Consumers’ optimism about the short-term outlook improved in January. The percentage of consumers expecting business conditions to improve over the next six months rose from 17.8 percent to 18.4 percent, while those expecting business conditions to worsen declined from 9.9 percent to 7.7 percent.
Putting the Latest Number in Context
Let's take a step back and put Lynn Franco's interpretation in a larger perspective. The table here shows the average consumer confidence levels for each of the five recessions during the history of this monthly data series, which dates from June 1977. The latest number is 33.5 points above the recession mindset and 8.7 points below the non-recession average.
The chart below is another attempt to evaluate the historical context for this index as a coincident indicator of the economy. Toward this end I have highlighted recessions and included GDP. The exponential regression through the index data shows the long-term trend and highlights the extreme volatility of this indicator. Statisticians may assign little significance to a regression through this sort of data. But the slope clearly resembles the regression trend for real GDP shown below, and it is a more revealing gauge of relative confidence than the 1985 level of 100 that the Conference Board cites as a point of reference. Today's reading of 102.9 is well above the current regression point of 78.8.
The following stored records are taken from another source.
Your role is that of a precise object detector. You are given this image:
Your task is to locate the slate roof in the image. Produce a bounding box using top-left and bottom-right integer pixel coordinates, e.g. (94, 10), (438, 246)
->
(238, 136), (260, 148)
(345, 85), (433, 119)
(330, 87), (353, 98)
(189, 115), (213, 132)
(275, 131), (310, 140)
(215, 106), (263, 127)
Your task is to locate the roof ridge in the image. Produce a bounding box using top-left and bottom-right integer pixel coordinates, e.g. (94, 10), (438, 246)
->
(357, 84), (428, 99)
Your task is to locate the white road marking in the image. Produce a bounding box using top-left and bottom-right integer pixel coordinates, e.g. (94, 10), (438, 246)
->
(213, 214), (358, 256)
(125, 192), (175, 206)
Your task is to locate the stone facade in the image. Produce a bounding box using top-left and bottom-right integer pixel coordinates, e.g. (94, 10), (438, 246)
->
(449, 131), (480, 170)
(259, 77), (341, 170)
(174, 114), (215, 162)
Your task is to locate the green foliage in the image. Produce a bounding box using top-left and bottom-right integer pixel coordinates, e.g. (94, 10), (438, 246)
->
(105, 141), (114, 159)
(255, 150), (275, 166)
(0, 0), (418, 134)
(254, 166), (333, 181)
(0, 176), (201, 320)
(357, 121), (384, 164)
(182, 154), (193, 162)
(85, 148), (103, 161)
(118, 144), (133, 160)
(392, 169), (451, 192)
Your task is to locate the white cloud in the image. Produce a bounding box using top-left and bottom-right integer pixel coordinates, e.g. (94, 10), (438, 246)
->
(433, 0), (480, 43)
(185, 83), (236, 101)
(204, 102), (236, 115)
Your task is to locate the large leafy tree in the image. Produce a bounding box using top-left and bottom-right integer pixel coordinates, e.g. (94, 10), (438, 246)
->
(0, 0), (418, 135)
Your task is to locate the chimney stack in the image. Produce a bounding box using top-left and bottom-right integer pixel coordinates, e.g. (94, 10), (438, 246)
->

On a percentile basis, the latest reading is at the 66td percentile of all the monthly readings since the start of the monthly data series in June 1977.
For an additional perspective on consumer attitudes, see my post on the most recent Reuters/University of Michigan Consumer Sentiment Index. Here is the chart from that post.
And finally, let's take a look at the correlation between consumer confidence and small business sentiment, the latter by way of the National Federation of Independent Business (NFIB) Small Business Optimism Index. As the chart illustrates, the two have tracked one another fairly closely since the onset of the Financial Crisis.